Rather than assume that people either believe in meritocracy or not, scholars have long recognized that individuals may simultaneously acknowledge the importance of meritocratic and nonmeritocratic factors for getting ahead in society. This insight goes back to Kluegel and Smith’s (1986) classic study and has since informed the multidimensional conceptualization of inequality beliefs adopted in subsequent research (cf. McCall 2013; Mijs 2016). Recognizing that meritocratic and nonmeritocratic beliefs cannot be reduced to one dimension, scholars of inequality beliefs have taken care not to rely on a single measure. Instead, beliefs about the importance of meritocratic and nonmeritocratic factors are typically studied separately, whether that means focusing on just one dimension (cf. Mijs 2018), incorporating a measure of each (e.g., Reynolds and Xian 2014), or using more sophisticated methods such as exploratory graph analysis (Bertero, Franetovic, and Mijs 2024) and latent class analysis (Zhu 2025) to describe different “classes” or “systems” of inequality beliefs.

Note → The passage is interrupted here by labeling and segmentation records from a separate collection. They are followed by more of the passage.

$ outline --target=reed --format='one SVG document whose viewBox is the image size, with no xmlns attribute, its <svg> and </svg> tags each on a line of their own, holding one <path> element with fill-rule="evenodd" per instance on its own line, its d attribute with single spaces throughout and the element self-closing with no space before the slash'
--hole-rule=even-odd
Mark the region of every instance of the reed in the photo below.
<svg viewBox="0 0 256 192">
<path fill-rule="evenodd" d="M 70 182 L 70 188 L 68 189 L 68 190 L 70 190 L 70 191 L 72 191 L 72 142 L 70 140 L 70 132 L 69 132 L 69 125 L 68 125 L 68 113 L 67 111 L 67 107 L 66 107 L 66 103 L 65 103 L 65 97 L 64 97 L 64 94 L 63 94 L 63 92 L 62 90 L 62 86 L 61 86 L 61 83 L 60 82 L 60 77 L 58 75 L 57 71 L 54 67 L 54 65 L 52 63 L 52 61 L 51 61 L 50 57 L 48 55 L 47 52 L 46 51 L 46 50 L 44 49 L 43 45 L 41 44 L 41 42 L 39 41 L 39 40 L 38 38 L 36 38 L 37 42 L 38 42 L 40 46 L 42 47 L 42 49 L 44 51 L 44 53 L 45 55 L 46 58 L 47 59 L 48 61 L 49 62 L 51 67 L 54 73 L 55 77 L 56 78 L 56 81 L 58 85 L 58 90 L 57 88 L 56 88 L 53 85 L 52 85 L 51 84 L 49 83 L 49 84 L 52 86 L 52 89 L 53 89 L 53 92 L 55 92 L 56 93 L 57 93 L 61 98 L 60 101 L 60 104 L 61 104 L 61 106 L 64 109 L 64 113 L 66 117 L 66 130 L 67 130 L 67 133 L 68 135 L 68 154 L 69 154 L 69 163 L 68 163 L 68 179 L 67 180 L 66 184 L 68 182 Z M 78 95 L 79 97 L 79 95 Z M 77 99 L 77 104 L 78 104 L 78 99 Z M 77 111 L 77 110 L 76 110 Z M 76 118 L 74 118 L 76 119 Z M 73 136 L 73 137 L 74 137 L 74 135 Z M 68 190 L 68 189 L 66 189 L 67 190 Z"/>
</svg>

I do not mean to imply that there is a clear consensus in the literature on which particular conceptualization or method to use; indeed, there is a variety of methodologies in play, spanning qualitative and quantitative approaches, and focusing on various dimensions of inequality (class, race, sex; e.g., Valentino and Warren 2025). What unites most of this research, however, is an aversion to flattening people’s beliefs about inequality into a single dimension. This is why scholars of inequality beliefs have steered clear of the bipolar question posed in the European Values Study and the World Values Survey, which forces respondents to choose between “(1) hard work or (2) luck and connections.” Instead, most scholars continue to work with the International Social Survey Programme (ISSP) Social Inequality module, which was codesigned by Kluegel and Smith in the 1980s and has been fielded every 5 to 10 years since. This survey embodies the multidimensional conceptualization of inequality beliefs, asking participants a series of questions designed to gauge the perceived importance of about a dozen meritocratic and nonmeritocratic factors, such as hard work, connections, family wealth, gender, and race.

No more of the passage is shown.